Anyway, that meant he would have to find a way of re-creating the sweetness, umami, and pungency of Bolognese without the onions, celery, carrot, tomato paste, or white wine. He ended up using scallions, red chiles, ground pork, and fermented bean paste. Instead of using milk to provide that silky mouthfeel, I encouraged him to add in some whipped tofu. And rather than pasta or gnocchi, he served it with rice cakes that looked like gnocchi. We called it Spicy Pork Sausage & Rice Cakes, and when most people taste it, it reminds them—even on a subconscious level—of a spicier version of Bolognese.
But here’s the thing. When I taste that dish, I don’t taste Bolognese—I taste mapo tofu, a spicy, flavorful Chinese dish made with soft tofu, Szechuan peppers, and ground pork. I’ve had way more mapo tofu than I’ve had Bolognese, so that resonates more for me. I’d never seen a connection between Bolognese and mapo tofu before, but Joshua had inadvertently discovered this overlap between them.
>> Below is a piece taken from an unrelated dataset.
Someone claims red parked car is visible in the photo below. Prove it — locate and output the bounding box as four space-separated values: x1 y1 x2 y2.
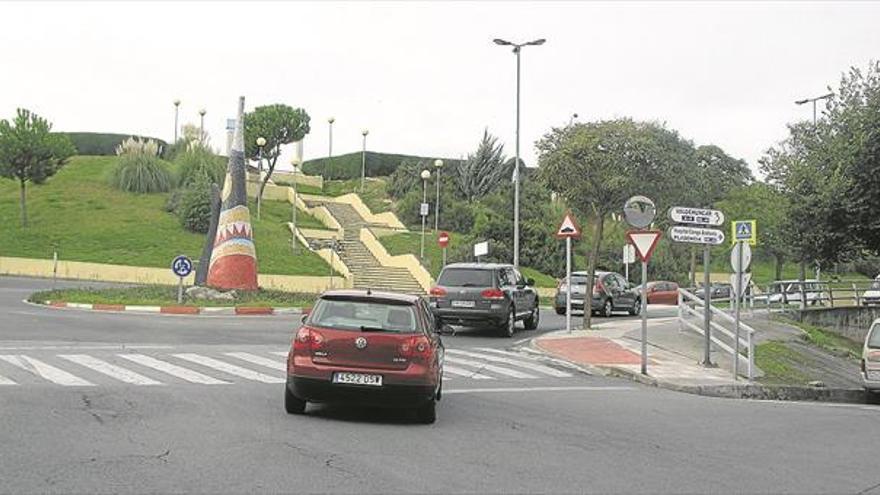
285 289 450 424
645 281 680 305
We hit the middle of a Venn diagram, creating something that incorporated enough elements of both mapo tofu and Bolognese that it could evoke both of them, while being neither one precisely.

All of this combines to create powerful emotional connections:

Now, most diners probably aren’t consciously drawing connections between what they’re eating and the favorite meals of their youth. They probably don’t fully understand why they’re enjoying it so much. But I think deep down, whether they realize it or not, they’re having that Ratatouille moment, tasting one of those underlying base patterns and feeling that interplay between the exotic and the familiar.

Chang later explains the concept of isomorphisms. This is the idea of concepts taking many different forms but expressing the same ideas. He applies this approach to his food and finds innovative ways to fuse the different with your own past!